Transductive regular expressions

247
2
C

TRRE: transductive regular expressions

TLDR: It is an extension of the regular expressions for text editing and a grep-like command line tool.

Intro

automata

Regular expressions is a great tool for searching patterns in text. But I always found it unnatural for text editing. The group logic works as a post-processor and can be complicated. Here I propose an extension to the regular expression language for pattern matching and text modification. I call it transductive regular expressions or simply trre.

It introduces the : symbol to define transformations. The simplest form is a:b, which replaces a with b.
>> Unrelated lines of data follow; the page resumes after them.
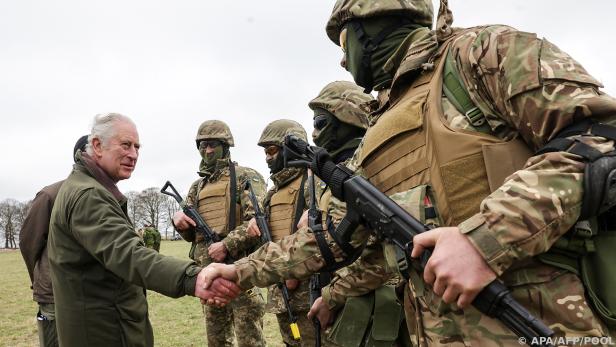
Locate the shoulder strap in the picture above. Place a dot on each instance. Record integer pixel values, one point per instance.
(456, 93)
(233, 191)
(300, 203)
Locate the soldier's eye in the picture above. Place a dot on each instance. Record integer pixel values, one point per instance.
(320, 122)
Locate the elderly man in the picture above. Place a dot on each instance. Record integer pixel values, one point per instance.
(33, 247)
(100, 268)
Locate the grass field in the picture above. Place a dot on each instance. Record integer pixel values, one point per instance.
(176, 322)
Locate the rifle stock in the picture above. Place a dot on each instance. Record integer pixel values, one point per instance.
(201, 226)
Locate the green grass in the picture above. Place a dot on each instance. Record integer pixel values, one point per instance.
(176, 322)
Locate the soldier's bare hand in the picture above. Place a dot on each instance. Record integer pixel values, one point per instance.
(291, 284)
(253, 229)
(182, 222)
(456, 270)
(303, 220)
(321, 311)
(219, 293)
(217, 251)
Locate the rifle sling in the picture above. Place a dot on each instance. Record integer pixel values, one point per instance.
(233, 193)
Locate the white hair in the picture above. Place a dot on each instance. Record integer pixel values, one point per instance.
(103, 128)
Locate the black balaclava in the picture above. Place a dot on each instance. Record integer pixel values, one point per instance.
(369, 44)
(335, 136)
(209, 161)
(276, 164)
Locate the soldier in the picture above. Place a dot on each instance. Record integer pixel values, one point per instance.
(33, 247)
(461, 111)
(151, 238)
(220, 199)
(283, 205)
(99, 267)
(341, 112)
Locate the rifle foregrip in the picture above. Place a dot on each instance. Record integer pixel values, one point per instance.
(496, 301)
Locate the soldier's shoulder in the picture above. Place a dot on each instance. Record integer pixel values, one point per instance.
(245, 172)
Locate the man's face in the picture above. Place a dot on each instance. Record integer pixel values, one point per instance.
(118, 156)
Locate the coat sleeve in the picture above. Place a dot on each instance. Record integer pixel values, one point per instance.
(99, 224)
(528, 87)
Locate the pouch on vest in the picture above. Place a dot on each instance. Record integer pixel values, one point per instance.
(588, 250)
(370, 320)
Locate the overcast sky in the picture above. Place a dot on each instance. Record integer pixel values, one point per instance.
(170, 65)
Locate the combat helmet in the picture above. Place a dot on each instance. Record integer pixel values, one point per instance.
(419, 11)
(346, 101)
(274, 132)
(214, 130)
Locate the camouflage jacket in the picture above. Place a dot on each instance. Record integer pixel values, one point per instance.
(237, 242)
(526, 87)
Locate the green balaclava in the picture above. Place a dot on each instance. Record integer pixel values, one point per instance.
(332, 134)
(370, 43)
(209, 160)
(276, 163)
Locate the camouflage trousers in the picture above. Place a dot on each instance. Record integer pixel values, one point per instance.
(559, 302)
(306, 329)
(46, 321)
(243, 316)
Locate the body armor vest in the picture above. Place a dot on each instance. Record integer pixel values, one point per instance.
(412, 145)
(214, 205)
(282, 214)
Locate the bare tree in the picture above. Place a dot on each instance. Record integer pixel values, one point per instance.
(11, 219)
(171, 207)
(133, 206)
(150, 206)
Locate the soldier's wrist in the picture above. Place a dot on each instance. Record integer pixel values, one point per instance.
(330, 300)
(190, 281)
(497, 256)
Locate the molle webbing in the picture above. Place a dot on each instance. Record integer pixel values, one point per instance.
(214, 205)
(233, 191)
(421, 149)
(283, 212)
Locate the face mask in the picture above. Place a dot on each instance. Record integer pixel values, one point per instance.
(325, 128)
(276, 163)
(210, 159)
(369, 45)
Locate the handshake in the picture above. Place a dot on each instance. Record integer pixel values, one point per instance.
(216, 284)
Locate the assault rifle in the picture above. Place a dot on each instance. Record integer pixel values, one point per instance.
(368, 206)
(208, 234)
(318, 280)
(266, 236)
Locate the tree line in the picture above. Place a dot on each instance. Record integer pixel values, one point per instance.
(148, 207)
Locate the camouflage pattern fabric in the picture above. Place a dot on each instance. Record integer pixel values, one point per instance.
(244, 315)
(237, 242)
(526, 87)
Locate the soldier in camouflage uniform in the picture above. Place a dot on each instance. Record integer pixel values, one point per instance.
(283, 205)
(503, 207)
(341, 112)
(220, 199)
(151, 238)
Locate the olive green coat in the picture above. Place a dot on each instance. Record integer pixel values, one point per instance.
(100, 267)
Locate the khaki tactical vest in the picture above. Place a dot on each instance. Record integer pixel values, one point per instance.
(411, 145)
(214, 205)
(282, 210)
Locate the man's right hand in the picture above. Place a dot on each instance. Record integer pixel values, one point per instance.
(253, 228)
(182, 222)
(209, 280)
(321, 311)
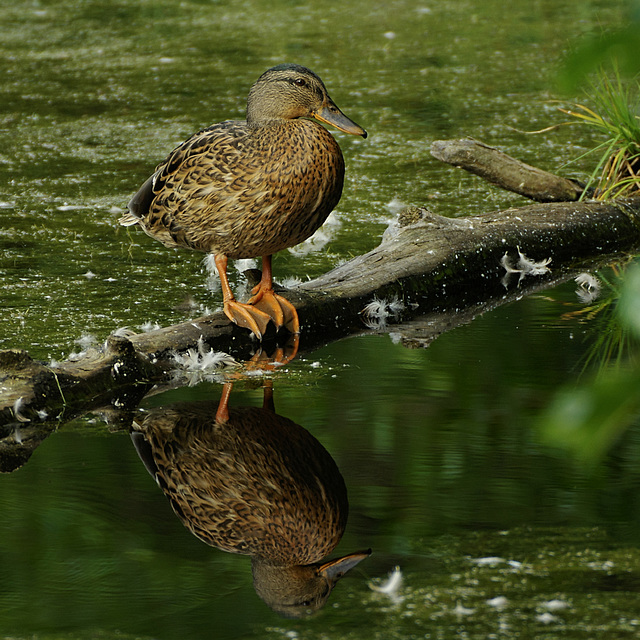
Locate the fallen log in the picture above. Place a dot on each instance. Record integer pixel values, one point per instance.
(506, 172)
(425, 264)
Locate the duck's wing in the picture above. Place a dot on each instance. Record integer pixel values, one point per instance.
(218, 143)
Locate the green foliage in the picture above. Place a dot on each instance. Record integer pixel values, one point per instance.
(590, 418)
(615, 115)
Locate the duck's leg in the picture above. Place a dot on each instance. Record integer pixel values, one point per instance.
(281, 311)
(222, 414)
(244, 315)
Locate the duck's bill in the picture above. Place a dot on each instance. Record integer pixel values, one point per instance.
(335, 569)
(330, 114)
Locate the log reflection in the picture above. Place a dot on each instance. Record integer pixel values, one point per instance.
(246, 480)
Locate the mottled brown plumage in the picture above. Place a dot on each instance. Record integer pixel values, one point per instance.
(243, 189)
(249, 481)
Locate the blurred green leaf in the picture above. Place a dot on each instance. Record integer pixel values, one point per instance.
(621, 47)
(589, 419)
(629, 305)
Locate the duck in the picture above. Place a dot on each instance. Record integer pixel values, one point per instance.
(249, 481)
(251, 188)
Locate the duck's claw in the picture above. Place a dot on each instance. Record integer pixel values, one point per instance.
(279, 309)
(247, 316)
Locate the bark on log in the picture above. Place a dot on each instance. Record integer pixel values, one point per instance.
(506, 172)
(452, 269)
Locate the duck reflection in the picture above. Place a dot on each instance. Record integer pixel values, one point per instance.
(246, 480)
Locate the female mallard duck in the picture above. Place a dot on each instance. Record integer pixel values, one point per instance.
(247, 480)
(243, 189)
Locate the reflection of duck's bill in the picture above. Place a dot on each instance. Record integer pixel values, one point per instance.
(335, 569)
(330, 114)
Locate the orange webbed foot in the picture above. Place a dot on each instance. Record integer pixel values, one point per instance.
(247, 316)
(279, 309)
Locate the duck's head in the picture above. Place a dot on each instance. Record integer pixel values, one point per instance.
(290, 91)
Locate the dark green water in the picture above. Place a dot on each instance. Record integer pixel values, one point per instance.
(440, 448)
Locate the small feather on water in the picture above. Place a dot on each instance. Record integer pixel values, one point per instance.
(377, 312)
(391, 586)
(203, 358)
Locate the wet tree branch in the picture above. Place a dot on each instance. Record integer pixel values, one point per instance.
(506, 172)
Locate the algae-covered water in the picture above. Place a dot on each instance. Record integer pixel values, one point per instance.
(497, 532)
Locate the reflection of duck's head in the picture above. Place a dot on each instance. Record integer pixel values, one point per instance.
(301, 589)
(253, 482)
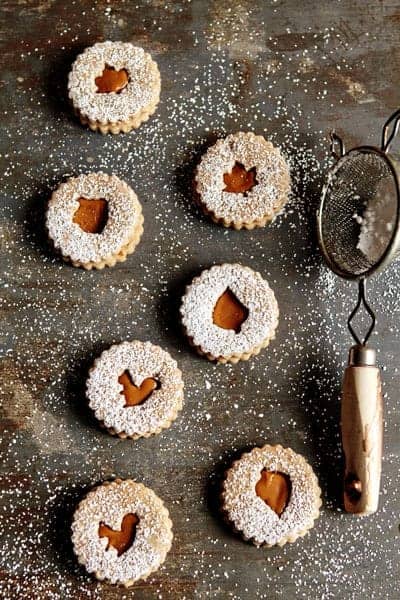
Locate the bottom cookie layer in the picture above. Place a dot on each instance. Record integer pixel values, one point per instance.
(233, 358)
(119, 126)
(121, 256)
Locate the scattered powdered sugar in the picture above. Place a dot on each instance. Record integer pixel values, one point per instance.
(272, 176)
(251, 516)
(378, 220)
(109, 504)
(226, 69)
(142, 90)
(124, 217)
(252, 291)
(142, 360)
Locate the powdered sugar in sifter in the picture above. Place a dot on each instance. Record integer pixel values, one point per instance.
(359, 234)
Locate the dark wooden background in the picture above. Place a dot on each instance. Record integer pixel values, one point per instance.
(289, 70)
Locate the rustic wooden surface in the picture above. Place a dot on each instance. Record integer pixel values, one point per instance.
(290, 70)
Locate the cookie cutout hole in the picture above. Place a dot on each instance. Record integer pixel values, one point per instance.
(135, 395)
(353, 488)
(275, 489)
(229, 312)
(92, 215)
(111, 80)
(120, 540)
(239, 180)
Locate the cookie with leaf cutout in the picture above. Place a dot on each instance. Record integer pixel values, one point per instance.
(271, 496)
(242, 181)
(94, 220)
(121, 532)
(229, 313)
(135, 389)
(114, 87)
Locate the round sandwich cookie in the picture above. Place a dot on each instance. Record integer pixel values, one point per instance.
(121, 532)
(229, 313)
(114, 87)
(242, 181)
(135, 389)
(94, 220)
(271, 496)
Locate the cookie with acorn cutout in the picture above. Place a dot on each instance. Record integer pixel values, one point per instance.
(270, 496)
(94, 220)
(229, 313)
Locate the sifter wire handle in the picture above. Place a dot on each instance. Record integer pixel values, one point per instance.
(393, 122)
(337, 145)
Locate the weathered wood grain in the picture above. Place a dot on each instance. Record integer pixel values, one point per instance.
(291, 70)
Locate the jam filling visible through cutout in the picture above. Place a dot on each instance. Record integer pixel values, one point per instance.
(92, 215)
(111, 80)
(135, 395)
(239, 180)
(229, 312)
(120, 540)
(275, 489)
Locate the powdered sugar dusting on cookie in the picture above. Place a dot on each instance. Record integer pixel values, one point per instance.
(124, 217)
(253, 292)
(108, 504)
(141, 360)
(253, 151)
(251, 516)
(142, 90)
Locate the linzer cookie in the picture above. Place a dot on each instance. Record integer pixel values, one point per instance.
(121, 532)
(114, 87)
(242, 181)
(94, 220)
(135, 389)
(271, 496)
(229, 313)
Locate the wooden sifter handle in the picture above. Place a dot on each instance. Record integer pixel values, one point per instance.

I call this a transductive pair or transduction.

To demonstrate the concept, I have created a command line tool trre. It feels similar to the grep -E command.

Examples

To run it first build the program:

make

Basics

To change cat to dog we use the following expression:

echo 'cat' | ./trre 'cat:dog'
dog

A more cryptic token-by-token version:

echo 'cat' | ./trre '(c:d)(a:o)(t:g)'
dog

It can be used like sed to replace all matches in a string:

echo 'Mary had a little lamb.' | ./trre 'lamb:cat'
Mary had a little cat.

Deletion:

To delete a string we can use the pattern string_to_delete:

echo 'xor' | ./trre '(x:)or'
or

The expression (x:) could be interpreted as of translation of x to an empty string.

This expression can be used to delete all the occurances in the default scan mode. E.g. expression below removes all occurances of ‘a’ from a string/

echo 'Mary had a little lamb.' | ./trre 'a:'
Mry hd  little lmb.

Technically, here we replace character a with empty symbol.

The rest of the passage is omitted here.